Through network pharmacology analysis, we have identified the key targets and potential pathways of Vin. To simulate an oxidative stress-induced OA environment in vitro, we induced chondrocyte injury using TBHP. We tested how Vin affects chondrocytes under TBHP induction by DHE and DCFH-DA probes, BODIPY-C11 and FerroOrange staining, mitochondrial function assessment, Western blotting, co-immunoprecipitation, and immunofluorescence techniques. Simultaneously, we established an OA mouse model through medial meniscal instability surgery to assess the in vivo therapeutic effects of Vin. In this model, we used X-ray and micro-CT imaging, SO staining, TB staining, H&E staining, and immunohistochemistry to analyze the role of Vin in detail.
This study demonstrated that Vin effectively suppressed TBHP-induced ferroptosis and extracellular matrix (ECM) degradation and significantly lessened mitochondrial damage associated with ferroptosis.
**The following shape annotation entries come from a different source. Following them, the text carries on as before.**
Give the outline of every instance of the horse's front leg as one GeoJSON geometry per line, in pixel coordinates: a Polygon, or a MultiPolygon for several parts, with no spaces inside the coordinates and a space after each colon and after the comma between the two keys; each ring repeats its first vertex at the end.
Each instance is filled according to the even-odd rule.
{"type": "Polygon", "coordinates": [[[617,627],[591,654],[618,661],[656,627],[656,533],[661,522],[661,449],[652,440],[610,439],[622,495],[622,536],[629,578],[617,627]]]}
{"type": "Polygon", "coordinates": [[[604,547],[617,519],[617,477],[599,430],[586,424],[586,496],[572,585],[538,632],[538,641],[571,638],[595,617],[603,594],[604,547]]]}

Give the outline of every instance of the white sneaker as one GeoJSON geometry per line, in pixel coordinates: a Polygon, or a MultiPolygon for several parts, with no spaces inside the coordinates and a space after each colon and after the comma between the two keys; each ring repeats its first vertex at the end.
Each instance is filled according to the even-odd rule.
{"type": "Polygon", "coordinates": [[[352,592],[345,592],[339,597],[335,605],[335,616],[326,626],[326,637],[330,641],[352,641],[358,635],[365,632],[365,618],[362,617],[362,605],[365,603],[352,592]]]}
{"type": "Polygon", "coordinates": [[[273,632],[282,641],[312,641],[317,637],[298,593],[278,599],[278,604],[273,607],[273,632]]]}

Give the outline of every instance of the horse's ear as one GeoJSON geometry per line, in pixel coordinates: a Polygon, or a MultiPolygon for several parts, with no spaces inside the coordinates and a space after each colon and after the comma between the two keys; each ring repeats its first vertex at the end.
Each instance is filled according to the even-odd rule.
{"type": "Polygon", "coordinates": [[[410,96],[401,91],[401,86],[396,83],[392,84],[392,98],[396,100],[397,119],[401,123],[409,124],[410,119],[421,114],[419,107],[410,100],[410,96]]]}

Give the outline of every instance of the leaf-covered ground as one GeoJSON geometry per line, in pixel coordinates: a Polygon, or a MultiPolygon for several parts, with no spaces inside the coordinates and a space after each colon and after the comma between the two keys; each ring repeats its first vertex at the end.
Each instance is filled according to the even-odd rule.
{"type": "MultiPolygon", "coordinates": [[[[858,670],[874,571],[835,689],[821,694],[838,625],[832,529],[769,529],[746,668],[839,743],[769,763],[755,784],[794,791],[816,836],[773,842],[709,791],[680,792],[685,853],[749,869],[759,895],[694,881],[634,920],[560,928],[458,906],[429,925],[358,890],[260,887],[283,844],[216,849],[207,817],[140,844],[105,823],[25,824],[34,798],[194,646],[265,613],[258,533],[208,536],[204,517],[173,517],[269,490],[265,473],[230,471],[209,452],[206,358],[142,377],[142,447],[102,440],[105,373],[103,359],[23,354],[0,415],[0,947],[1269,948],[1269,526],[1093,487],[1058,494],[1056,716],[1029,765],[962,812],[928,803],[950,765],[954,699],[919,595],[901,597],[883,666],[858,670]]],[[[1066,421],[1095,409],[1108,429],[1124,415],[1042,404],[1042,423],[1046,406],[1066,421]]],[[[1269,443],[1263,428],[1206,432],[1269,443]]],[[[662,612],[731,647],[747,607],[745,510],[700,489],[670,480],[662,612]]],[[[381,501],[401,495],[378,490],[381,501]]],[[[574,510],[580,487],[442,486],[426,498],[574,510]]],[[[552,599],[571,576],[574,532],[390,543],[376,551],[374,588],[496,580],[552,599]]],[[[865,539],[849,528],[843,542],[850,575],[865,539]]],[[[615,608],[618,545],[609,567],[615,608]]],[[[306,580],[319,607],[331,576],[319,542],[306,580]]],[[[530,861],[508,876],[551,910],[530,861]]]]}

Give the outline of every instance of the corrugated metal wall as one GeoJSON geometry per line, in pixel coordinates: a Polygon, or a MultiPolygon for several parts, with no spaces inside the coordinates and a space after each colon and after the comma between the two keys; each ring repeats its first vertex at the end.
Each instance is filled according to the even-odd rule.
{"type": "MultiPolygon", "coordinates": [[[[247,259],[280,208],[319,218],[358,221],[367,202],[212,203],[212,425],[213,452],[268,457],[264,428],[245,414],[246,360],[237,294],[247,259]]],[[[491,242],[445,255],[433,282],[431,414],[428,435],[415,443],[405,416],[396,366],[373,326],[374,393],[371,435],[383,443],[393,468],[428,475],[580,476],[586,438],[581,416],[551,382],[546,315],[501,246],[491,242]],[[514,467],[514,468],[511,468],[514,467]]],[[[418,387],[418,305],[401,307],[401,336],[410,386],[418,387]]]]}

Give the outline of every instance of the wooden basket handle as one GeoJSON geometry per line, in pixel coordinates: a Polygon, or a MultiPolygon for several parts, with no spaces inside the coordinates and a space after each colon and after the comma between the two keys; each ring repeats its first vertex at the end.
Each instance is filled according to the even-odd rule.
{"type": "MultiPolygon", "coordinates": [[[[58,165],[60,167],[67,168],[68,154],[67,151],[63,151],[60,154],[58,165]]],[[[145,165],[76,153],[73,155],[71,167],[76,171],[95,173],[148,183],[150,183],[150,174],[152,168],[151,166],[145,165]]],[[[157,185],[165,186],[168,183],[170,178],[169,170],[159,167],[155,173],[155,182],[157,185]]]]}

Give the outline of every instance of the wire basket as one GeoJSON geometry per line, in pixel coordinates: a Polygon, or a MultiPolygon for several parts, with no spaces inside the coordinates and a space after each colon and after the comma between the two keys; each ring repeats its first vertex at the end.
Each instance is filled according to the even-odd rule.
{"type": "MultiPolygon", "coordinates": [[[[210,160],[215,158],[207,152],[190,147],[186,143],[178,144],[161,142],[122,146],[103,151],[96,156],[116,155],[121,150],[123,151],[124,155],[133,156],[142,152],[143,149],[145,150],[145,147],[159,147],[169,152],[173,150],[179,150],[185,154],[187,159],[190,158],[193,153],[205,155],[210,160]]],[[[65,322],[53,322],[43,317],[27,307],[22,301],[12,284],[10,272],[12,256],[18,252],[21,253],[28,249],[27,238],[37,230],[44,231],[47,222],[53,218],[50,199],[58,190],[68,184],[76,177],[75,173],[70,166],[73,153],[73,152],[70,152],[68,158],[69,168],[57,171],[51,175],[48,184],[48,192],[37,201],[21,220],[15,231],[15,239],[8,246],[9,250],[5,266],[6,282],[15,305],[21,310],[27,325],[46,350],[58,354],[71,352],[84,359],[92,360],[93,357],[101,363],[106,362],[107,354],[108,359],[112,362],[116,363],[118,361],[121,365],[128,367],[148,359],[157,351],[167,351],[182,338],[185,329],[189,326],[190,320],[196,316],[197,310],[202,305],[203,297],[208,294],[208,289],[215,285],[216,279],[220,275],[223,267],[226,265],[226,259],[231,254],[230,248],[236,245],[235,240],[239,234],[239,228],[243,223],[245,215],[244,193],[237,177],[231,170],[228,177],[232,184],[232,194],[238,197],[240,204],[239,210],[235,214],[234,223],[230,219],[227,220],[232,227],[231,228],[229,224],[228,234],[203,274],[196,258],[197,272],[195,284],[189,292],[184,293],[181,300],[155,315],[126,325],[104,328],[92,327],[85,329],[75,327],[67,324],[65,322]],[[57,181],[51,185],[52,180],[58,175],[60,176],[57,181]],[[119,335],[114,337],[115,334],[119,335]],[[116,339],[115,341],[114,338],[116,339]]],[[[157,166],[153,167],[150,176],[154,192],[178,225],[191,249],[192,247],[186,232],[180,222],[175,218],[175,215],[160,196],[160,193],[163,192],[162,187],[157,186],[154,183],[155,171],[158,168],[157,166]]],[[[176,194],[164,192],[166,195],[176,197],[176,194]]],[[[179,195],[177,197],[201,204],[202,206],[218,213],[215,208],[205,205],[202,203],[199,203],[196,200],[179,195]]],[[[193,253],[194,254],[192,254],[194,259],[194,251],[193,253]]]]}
In the OA mouse model, Vin improved cartilage degeneration, subchondral remodeling, synovitis, and ECM degradation. Vin worked by activating the Nrf2/GPX4 pathway and inhibiting the Keap1-Nrf2 interaction. This study focused on the function of ferroptosis in OA and its influence on chondrocyte damage and disease progression, offering novel perspectives on potential treatments.
Vin activated the Nrf2/GPX4 pathway, thereby slowing OA progression, inhibiting ferroptosis, and preventing ECM degradation.
骨关节炎(OA)是一种渐进性关节疾病,其特征是关节软骨的缓慢降解。长春西汀(Vin)是长春花植物中提取的长春胺的合成衍生物,具有抗炎和抗氧化作用。然而,Vin 治疗 OA 的具体作用和机制在很大程度上仍未得到探索。
本研究旨在揭示 Vin 对叔丁基过氧化物(TBHP)诱导的铁死亡的影响,并探讨其在 OA 治疗中的潜在作用和机制。同时,我们通过内侧半月板不稳定手术建立了 OA 小鼠模型,以评估 Vin 的体内治疗效果。
通过网络药理学分析,我们确定了 Vin 的关键靶点和潜在途径。为了在体外模拟氧化应激诱导的 OA 环境,我们使用 TBHP 诱导软骨细胞损伤。我们使用 DHE 和 DCFH-DA 探针、BODIPY-C11 和 FerroOrange 染色、线粒体功能评估、Western blot、免疫共沉淀和免疫荧光技术检测 Vin 在 TBHP 诱导下对软骨细胞的影响。同时,我们通过内侧半月板不稳定手术建立了 OA 小鼠模型,以评估 Vin 的体内治疗效果。在该模型中,我们使用 X 射线和微 CT 成像、SO 染色、TB 染色、H&E 染色和免疫组化技术详细分析 Vin 的作用。
本研究表明,Vin 可有效抑制 TBHP 诱导的铁死亡和细胞外基质(ECM)降解,并显著减轻与铁死亡相关的线粒体损伤。在 OA 小鼠模型中,Vin 改善了软骨退变、软骨下骨重塑、滑膜炎和 ECM 降解。Vin 通过激活 Nrf2/GPX4 通路和抑制 Keap1-Nrf2 相互作用发挥作用。本研究关注了铁死亡在 OA 中的功能及其对软骨细胞损伤和疾病进展的影响,为潜在治疗方法提供了新的视角。
Vin 通过激活 Nrf2/GPX4 通路减缓 OA 进展,抑制铁死亡和 ECM 降解。